No auge da ditadura militar, em 1976, a censura proibiu a novela “Despedida de Casado”, a poucos dias da estreia, na TV Globo. O suposto “atentado à moral e bons costumes” (alegação do regime), constituía-se, na verdade, em rica e profunda reflexão acerca das relações matrimoniais, com seus possíveis desgastes, incompletudes e términos.
A novela começaria onde todas as demais acabam: em casamento. A lei do divórcio sequer havia sido regulamentada, mas os personagens principais vivenciavam profundos dissabores conjugais. Crises, angústias, incertezas e até adoecimentos emocionais compunham um roteiro que, certamente, provocaria discussões ainda tabus naquele momento.
Nada a ver com banalização da instituição casamento, que perdura até hoje, para alegria de uns e infelicidade de outros. Eram três casais marcados por conflitos, já bem distantes da fase Romeu e Julieta. Eles procuram um psicanalista, a fim de enfrentar realisticamente os problemas de cada dia. Parecem movidos pela fidelidade ao amor, com o propósito de, supostamente, reconquistar o relacionamento.
O desfecho, claro, poderia se dar à base dos juntos para sempre, como um bom folhetim, ou não. Às vezes, o fim permeia tal enredo, entremeado por pensamentos e emoções que conduzem a um certo desapego: das alianças (estabelecidas explicita e implicitamente), da vida a dois, dos projetos comuns e até mesmo do lar, até então compartilhado.

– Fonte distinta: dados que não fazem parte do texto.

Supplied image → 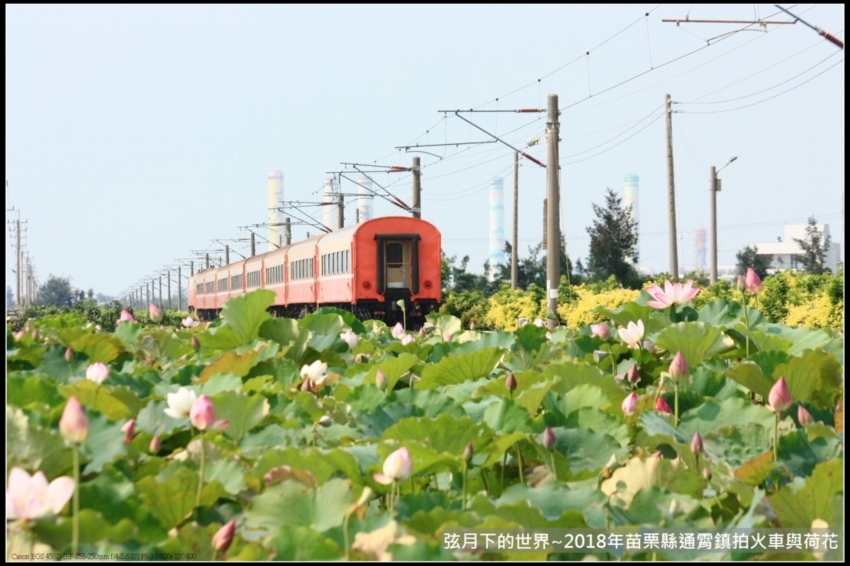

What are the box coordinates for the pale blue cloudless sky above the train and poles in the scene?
[6,4,845,296]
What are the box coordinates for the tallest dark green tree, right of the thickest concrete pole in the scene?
[587,188,640,287]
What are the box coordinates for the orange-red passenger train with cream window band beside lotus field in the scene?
[188,216,442,330]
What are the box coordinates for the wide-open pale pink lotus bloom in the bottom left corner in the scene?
[6,467,75,521]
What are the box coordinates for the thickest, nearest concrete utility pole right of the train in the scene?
[546,94,561,330]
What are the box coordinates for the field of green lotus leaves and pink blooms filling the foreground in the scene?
[6,279,844,561]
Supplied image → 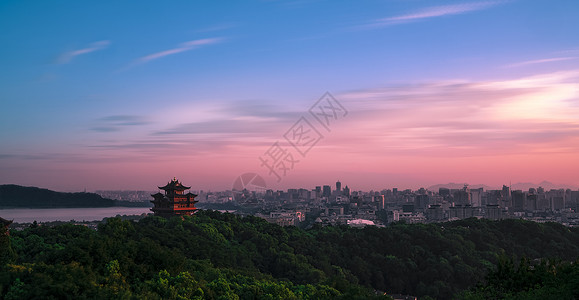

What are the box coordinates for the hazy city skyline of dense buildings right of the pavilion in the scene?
[204,181,579,227]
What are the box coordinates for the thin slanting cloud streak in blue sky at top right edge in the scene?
[359,1,501,29]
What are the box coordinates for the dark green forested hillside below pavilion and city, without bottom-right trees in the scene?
[0,211,579,299]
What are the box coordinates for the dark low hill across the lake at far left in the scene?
[0,184,115,208]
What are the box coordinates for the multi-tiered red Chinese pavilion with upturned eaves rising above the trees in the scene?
[151,178,199,217]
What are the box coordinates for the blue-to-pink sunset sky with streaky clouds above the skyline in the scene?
[0,0,579,191]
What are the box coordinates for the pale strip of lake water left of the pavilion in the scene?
[0,207,151,223]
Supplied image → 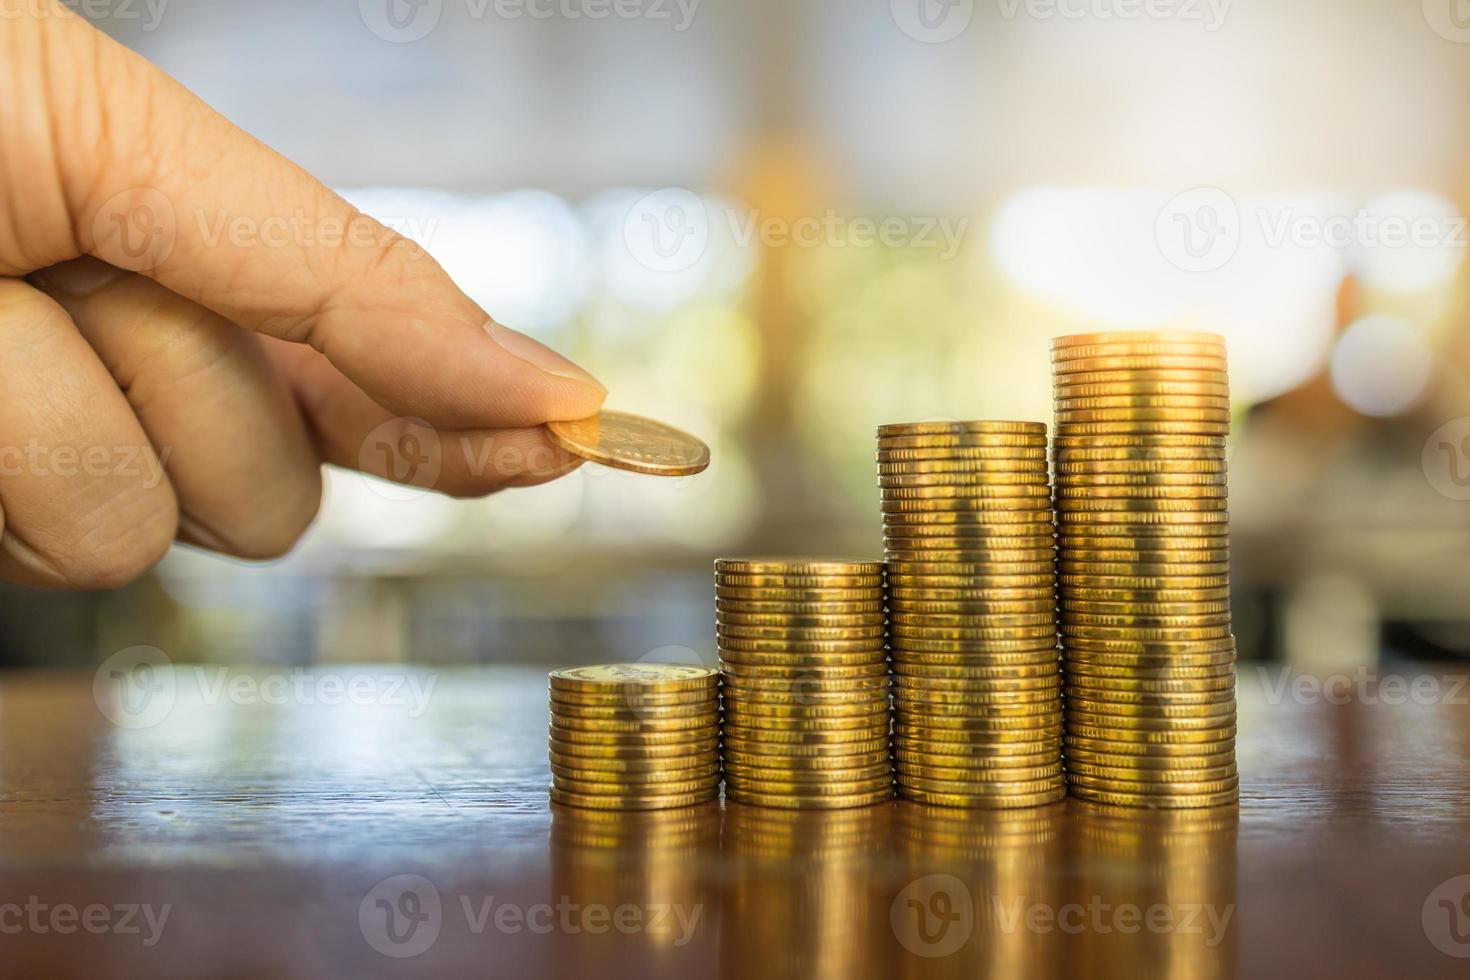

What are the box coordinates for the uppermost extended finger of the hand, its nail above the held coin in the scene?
[10,4,606,429]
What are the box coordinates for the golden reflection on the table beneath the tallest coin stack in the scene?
[1066,801,1239,980]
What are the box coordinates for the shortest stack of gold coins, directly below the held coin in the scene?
[551,664,720,810]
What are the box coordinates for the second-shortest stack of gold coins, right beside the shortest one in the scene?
[714,558,894,810]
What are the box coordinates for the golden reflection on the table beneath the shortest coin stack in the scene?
[549,804,720,977]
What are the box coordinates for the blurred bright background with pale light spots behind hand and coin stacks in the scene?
[0,0,1470,667]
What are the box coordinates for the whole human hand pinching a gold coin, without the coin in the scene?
[0,0,606,588]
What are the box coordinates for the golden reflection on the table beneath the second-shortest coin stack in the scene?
[719,802,892,980]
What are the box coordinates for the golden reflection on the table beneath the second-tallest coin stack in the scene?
[889,802,1066,980]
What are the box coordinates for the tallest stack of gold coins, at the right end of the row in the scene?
[1051,332,1239,808]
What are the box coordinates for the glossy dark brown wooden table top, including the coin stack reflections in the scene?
[0,667,1470,980]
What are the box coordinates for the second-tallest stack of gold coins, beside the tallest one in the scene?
[878,422,1066,807]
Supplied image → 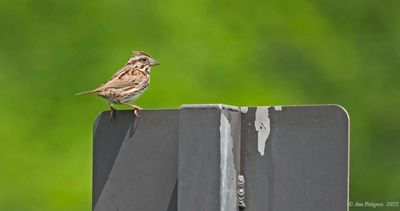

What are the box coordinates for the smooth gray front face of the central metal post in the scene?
[178,109,221,211]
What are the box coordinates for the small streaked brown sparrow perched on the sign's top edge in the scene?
[76,51,160,119]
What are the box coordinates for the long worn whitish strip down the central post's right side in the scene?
[219,113,237,211]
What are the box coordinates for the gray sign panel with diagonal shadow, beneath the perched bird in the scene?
[93,110,178,211]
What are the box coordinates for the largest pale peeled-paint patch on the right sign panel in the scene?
[254,106,271,156]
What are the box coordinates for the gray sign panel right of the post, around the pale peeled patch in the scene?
[242,106,349,211]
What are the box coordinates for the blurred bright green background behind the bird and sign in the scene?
[0,0,400,211]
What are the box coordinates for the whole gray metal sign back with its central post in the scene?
[93,105,349,211]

Cada pessoa vivenciará essa fase de forma única, com os seus desapegos, capacidade de racionalizar problemas, censuras e guilhotinas internas. Serão as suas despedidas, que, passado quase meio século da obra de Walter George Durst, acontecem cada vez mais frequentemente, sobretudo nos momentos pandêmicos.
Na vida real, ainda bem, há quem vislumbre e até amadureça, términos de relacionamentos conjugais serena e civilizadamente, com direito à despedida de verdade, sem tantas beligerâncias e vinganças inúteis. Recentemente, fui sondada sobre algo dessa natureza.
Uma amiga descasou e resolveu que faria a “celebração do desapego”, onde ela e o ex-marido exerceriam genuíno perdão de eventuais erros cometidos, além de agradecer, na companhia de algumas pessoas, o tempo que deu certo. “Seria uma despedida de casado, bem ao nosso estilo, com amizade e gratidão”, afirmou, em tom emocionado.
A ideia chama a atenção para novos modelos de relações conjugais, com mais leveza, sabedoria e civilidade, inclusive no capítulo final. Sem culpas, amarras e ressentimentos, a travessia da finitude torna-se mais fácil. Sofrimentos sempre existirão, claro… Nenhum relacionamento acaba em meio a céus de brigadeiros, mas é possível um quase ou final feliz, além de respeitoso, mesmo quando tudo terminou e, como diz a canção, “nada mais restar do teu sonho encantador”.